Mientras los policías marchaban arriba y abajo por el patio, veían a sus compañeros desaparecer de uno en uno en la sala a medida que les iban nombrando. Era evidente que todos pasaban la prueba porque no regresaba ninguno. Cuando el último hombre cruzó la puerta, el sargento Breitenbach le siguió, deseoso de enterarse de lo que había sucedido. Al entrar vio a cuatro sargentos agarrar al último policía según entraba, silenciarle de inmediato tapándole la boca con esparadrapo y atarle bien a la única silla que aún quedaba vacía. Doscientos policías contemplaban furiosos en forzado silencio a su Kommandant en funciones. Las luces se apagaron y se encendió el proyector. En la inmensa pantalla del fondo, tal como su madre la trajo al mundo y cuarenta veces mayor, apareció la imagen brillantemente coloreada de una gigantesca mujer negra. El Luitenant Verkramp saltó al escenario y se colocó ante la pantalla, cubriendo parcialmente los órganos sexuales de la mujer y con un aura de vello púbico en torno a la cabeza, Verkramp abrió la boca con un realismo nauseabundo, el rostro lívido, los labios proyectados.

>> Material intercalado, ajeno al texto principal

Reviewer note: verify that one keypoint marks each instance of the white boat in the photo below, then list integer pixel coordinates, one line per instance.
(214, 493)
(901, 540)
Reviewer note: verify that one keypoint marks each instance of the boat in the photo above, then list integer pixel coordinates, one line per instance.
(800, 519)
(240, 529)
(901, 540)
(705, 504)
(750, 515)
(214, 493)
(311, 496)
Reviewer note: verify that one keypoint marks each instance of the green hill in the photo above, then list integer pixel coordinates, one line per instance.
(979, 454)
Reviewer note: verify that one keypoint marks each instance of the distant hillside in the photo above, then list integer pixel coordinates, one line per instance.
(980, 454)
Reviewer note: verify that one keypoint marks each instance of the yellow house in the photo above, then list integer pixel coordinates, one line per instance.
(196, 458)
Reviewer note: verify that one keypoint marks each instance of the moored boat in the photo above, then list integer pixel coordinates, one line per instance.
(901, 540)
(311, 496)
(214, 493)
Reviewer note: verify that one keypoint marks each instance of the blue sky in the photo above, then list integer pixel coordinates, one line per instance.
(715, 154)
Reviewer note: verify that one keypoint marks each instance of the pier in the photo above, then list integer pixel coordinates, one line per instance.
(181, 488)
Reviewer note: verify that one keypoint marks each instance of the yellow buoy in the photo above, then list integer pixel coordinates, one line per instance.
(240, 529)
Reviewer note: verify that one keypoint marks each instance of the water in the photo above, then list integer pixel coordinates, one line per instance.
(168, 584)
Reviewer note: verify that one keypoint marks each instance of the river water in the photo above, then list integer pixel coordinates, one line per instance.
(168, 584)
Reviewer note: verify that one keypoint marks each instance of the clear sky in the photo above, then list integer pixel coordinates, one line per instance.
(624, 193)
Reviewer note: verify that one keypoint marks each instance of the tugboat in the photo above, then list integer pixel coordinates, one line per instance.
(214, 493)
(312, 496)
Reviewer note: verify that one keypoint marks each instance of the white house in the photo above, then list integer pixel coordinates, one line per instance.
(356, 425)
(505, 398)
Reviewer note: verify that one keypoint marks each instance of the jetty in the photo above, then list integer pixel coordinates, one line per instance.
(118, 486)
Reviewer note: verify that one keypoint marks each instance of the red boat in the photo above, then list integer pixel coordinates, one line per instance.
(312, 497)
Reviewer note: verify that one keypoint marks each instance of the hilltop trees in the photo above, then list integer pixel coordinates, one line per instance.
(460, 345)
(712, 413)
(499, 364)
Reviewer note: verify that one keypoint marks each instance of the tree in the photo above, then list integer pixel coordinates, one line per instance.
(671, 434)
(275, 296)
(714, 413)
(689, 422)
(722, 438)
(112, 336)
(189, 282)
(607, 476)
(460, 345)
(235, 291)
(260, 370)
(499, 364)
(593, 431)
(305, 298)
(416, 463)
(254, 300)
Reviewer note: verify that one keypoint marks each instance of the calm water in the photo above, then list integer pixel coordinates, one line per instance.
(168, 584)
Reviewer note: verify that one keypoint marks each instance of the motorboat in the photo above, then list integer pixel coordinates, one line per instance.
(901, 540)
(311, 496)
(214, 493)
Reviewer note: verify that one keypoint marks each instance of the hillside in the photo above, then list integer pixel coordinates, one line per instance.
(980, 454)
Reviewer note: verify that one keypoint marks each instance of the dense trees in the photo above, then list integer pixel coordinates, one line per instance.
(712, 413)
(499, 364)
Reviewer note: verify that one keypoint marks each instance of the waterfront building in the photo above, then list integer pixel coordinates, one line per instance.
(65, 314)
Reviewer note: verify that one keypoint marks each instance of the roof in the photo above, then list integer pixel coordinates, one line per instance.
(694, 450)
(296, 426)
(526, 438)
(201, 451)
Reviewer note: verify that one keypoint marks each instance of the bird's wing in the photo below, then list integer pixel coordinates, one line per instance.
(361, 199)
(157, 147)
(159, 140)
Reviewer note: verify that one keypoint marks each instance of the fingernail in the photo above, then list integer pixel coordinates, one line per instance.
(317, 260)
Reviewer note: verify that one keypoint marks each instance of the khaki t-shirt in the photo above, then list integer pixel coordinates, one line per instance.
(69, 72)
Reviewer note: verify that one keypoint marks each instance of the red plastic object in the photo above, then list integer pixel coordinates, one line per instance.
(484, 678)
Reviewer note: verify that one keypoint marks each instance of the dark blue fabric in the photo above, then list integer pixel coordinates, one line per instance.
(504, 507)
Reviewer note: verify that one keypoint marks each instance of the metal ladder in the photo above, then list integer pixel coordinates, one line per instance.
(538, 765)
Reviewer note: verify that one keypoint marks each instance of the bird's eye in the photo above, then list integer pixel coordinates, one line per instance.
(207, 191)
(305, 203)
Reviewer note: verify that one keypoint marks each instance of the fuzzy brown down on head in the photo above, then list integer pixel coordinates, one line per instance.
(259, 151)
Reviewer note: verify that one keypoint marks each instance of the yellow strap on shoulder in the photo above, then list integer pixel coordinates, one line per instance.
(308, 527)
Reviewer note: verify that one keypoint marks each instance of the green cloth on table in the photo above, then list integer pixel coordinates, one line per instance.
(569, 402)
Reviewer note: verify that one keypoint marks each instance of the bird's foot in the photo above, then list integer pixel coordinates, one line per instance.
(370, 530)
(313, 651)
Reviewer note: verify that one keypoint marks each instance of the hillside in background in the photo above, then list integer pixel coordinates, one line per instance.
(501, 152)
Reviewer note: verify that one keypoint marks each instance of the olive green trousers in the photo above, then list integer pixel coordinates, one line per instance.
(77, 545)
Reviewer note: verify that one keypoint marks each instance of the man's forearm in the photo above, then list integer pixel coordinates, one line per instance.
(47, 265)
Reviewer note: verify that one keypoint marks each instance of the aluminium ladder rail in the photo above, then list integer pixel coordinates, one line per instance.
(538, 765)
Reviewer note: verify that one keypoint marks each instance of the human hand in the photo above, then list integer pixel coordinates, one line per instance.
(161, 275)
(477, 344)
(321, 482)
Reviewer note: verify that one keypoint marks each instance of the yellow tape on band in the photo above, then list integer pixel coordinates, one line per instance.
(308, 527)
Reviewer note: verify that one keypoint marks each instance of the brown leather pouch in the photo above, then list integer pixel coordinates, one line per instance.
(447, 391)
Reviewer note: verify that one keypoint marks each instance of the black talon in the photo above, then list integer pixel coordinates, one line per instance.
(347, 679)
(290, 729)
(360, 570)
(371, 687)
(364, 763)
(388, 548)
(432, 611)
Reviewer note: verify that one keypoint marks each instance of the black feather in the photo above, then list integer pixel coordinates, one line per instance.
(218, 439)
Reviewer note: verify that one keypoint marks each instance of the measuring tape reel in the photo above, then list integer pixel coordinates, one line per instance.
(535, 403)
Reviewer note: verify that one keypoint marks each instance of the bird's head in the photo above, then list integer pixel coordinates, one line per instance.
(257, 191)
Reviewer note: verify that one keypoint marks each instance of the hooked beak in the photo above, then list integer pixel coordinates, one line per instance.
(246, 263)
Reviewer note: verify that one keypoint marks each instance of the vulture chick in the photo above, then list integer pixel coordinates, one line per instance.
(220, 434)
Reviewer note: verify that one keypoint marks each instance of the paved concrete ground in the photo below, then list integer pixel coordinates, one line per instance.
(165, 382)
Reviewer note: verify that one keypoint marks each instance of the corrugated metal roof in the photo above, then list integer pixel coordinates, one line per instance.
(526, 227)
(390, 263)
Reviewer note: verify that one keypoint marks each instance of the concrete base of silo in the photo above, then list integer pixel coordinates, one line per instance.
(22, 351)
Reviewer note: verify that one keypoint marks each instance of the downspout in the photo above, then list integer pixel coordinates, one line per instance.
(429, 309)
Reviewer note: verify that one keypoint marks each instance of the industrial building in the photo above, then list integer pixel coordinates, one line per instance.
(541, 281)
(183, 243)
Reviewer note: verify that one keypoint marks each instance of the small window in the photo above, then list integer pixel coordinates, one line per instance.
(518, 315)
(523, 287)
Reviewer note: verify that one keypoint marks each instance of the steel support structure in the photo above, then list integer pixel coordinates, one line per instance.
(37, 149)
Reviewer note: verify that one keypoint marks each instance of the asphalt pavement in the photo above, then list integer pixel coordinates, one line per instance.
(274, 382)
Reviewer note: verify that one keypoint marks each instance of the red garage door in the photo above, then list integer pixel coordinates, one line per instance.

—Todo esto es por vuestro bien —dijo—. Cuando salgáis de aquí, vuestras tendencias sexuales transraciales habrán quedado eliminadas para siempre. Estaréis limpios de lujuria. ¡Empiecen el tratamiento!
Cuando volvían a la jefatura de policía, el sargento Breitenbach felicitó al teniente por su habilidad.
—Todo es cuestión de psicología —dijo Verkramp muy ufano—. Divide y mandarás.